Frequently Asked Questions about TQM & CQT

Total Quality Management (TQM) is an organization-wide strategy for continuously improving performance at every level and in every area of responsibility. It combines fundamental management techniques, existing improvement efforts and specialized technical tools under a disciplined structure focused on continuously improving all processes. The goal is to satisfy broad objectives such as cost, quality, schedule and mission need, with increasing customer satisfaction as the overriding objective. TQM builds on the work of Dr. W. Edwards Deming, Dr. Joseph M. Juran and others, and was formalized by the U.S. Department of Defense in its 1988 Total Quality Management Master Plan.

The eight commonly cited principles of Total Quality Management are: (1) Customer focus, (2) Total employee involvement, (3) Process-centered thinking, (4) Integrated system, (5) Strategic and systematic approach, (6) Continual improvement, (7) Fact-based decision making, and (8) Communication. Together they describe a quality-as-culture model in which every employee, process and decision contributes to satisfying the customer.

A Certified Quality Technician (CQT) is a quality professional who, in support of and under the direction of quality engineers or supervisors, analyzes and solves quality problems, participates in quality improvement projects, prepares inspection plans and instructions, selects sampling plans, applies metrology, calibration and statistical methods, prepares procedures and trains inspectors. The CQT is a recognized certification issued by the American Society for Quality (ASQ) and is accredited locally in Taiwan by the Chinese Society for Quality (CSQ).

During the COVID-19 quarantine period, when normal business interactions were reduced, Layana invested the time in continuous improvement by engaging a quality professor to teach an in-house CQT course of over 50 hours — three hours every week throughout the year.

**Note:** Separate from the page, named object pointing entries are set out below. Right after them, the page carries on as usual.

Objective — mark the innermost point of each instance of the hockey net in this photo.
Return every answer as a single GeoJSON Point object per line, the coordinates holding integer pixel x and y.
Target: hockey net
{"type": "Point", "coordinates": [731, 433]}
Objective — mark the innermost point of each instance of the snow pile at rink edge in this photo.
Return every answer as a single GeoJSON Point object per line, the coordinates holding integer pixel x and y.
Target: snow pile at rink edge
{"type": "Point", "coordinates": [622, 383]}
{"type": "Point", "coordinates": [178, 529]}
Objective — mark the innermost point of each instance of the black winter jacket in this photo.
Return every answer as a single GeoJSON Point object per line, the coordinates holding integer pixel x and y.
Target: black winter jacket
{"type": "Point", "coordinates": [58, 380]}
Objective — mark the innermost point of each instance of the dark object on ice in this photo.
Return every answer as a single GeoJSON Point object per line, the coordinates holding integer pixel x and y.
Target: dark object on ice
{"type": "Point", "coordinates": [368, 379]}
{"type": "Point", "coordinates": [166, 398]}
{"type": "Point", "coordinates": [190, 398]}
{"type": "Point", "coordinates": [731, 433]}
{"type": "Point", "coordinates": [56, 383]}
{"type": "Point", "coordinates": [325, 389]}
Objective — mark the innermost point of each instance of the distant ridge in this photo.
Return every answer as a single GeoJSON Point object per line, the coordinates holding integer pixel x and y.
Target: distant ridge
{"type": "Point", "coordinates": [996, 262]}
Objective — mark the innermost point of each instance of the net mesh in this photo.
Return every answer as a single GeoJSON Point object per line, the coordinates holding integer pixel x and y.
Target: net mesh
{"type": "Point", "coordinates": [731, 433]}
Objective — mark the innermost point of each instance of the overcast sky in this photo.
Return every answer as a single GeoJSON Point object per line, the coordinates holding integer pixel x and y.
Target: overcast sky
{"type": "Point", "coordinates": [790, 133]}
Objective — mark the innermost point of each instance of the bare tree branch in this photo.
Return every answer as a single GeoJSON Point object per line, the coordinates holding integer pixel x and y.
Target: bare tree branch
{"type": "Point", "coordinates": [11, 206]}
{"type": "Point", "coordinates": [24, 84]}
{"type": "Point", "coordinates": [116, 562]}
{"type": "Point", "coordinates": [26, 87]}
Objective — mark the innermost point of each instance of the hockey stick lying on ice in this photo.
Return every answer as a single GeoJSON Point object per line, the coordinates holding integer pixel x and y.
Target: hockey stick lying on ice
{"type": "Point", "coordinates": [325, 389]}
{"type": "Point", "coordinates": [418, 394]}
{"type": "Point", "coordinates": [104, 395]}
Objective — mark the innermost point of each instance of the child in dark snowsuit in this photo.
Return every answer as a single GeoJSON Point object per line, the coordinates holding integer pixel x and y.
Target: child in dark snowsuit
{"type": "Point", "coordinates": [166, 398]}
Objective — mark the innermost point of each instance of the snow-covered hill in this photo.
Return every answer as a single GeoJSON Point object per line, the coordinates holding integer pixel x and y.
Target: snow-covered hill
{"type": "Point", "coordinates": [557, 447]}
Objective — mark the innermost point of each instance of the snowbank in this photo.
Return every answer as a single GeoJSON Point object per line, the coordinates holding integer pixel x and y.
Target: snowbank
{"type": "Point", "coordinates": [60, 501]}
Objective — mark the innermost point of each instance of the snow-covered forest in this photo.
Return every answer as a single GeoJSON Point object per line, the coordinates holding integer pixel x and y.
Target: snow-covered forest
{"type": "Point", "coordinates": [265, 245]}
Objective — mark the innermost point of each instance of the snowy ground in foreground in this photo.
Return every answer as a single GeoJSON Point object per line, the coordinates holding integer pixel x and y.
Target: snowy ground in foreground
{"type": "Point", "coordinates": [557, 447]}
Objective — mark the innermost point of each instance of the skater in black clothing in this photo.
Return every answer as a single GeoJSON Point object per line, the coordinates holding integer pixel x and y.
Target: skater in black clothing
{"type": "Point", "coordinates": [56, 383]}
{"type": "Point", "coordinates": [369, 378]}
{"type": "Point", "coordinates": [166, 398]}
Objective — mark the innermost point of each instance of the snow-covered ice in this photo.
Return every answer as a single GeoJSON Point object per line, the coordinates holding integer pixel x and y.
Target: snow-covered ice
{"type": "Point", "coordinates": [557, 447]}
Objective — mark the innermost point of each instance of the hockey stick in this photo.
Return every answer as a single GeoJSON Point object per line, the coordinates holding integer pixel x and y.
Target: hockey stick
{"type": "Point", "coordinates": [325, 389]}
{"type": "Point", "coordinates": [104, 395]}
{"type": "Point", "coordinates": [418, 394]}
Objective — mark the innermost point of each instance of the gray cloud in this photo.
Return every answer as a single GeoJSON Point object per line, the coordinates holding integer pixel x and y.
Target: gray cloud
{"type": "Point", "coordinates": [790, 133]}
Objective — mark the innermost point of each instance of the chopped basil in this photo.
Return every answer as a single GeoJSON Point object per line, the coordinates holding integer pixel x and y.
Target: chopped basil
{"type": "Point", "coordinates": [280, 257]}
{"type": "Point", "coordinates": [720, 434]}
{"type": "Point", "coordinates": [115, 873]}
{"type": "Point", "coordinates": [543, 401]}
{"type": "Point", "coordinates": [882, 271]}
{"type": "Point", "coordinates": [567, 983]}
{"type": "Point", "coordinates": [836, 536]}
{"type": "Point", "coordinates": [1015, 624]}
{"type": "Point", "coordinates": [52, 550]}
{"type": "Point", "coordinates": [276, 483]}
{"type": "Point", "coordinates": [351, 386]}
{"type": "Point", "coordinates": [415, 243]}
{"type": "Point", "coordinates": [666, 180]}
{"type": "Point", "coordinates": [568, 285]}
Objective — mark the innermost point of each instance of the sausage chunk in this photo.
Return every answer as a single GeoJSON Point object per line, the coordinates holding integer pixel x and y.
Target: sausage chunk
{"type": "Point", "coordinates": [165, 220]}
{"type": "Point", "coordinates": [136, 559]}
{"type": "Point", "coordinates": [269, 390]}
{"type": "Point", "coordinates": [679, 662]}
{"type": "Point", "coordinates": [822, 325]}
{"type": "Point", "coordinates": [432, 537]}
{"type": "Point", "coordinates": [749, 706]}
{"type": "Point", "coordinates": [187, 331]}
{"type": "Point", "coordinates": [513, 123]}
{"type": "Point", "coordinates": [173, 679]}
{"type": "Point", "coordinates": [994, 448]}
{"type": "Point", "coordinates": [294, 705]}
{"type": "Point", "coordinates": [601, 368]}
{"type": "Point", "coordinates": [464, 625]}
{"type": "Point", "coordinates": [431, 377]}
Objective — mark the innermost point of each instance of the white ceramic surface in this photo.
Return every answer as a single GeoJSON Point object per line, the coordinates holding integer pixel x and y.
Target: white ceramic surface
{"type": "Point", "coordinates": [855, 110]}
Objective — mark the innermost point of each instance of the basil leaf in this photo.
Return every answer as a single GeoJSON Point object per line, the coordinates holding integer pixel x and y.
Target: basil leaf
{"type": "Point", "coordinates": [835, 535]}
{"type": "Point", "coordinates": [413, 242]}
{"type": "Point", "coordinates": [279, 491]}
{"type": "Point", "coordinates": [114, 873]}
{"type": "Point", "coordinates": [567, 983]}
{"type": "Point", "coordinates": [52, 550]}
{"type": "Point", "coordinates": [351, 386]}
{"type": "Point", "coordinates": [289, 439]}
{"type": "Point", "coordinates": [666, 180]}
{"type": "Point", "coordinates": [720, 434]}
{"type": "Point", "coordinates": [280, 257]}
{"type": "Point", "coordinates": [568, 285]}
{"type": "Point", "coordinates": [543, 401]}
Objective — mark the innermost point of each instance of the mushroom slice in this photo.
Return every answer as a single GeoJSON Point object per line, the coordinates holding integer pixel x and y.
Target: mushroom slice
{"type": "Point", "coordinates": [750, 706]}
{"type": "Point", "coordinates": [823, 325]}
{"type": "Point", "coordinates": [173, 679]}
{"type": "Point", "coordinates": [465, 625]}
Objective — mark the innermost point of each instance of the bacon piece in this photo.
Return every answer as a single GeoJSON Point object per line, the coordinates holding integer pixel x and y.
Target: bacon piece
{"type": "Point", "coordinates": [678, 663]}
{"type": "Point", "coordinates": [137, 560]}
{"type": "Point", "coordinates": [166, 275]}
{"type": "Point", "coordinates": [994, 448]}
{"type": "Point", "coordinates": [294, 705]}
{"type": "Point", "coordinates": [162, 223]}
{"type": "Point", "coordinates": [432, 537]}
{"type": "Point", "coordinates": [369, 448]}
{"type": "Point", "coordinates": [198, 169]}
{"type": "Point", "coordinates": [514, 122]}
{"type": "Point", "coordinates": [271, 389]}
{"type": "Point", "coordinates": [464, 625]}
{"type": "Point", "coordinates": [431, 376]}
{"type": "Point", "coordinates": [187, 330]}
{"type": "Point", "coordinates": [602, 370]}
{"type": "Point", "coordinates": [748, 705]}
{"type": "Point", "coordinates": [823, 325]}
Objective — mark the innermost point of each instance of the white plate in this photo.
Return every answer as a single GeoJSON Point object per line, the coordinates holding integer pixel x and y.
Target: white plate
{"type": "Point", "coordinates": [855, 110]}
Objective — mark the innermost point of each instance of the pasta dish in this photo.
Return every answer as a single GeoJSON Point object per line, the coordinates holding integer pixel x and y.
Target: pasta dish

The result, announced earlier this year, is that more than 10 Layana employees are now Certified Quality Technicians, jointly accredited by the Chinese Society for Quality and the American Society for Quality.

Layana operates an IATF 16949 automotive quality management system and believes quality is engineered in, not inspected in. Building a deep bench of certified quality technicians spreads quality expertise across the shop floor — every operator, inspector and engineer shares the same vocabulary for statistical process control, measurement system analysis and continuous improvement. That is what "Quality for All" means in practice: TQM as a culture, owned by every employee, not a department.

TQM is the umbrella culture; the others are the operating tools. IATF 16949 supplies the audited automotive quality management system. The five core tools (APQP, PFMEA, MSA, PPAP, SPC) operationalize defect prevention. Six Sigma's DMAIC and DMADV methodologies attack variation with data. Quality Control Circles (QCC) push improvement into cross-functional teams on the shop floor. Layana's training program keeps all of it fluent across the organization.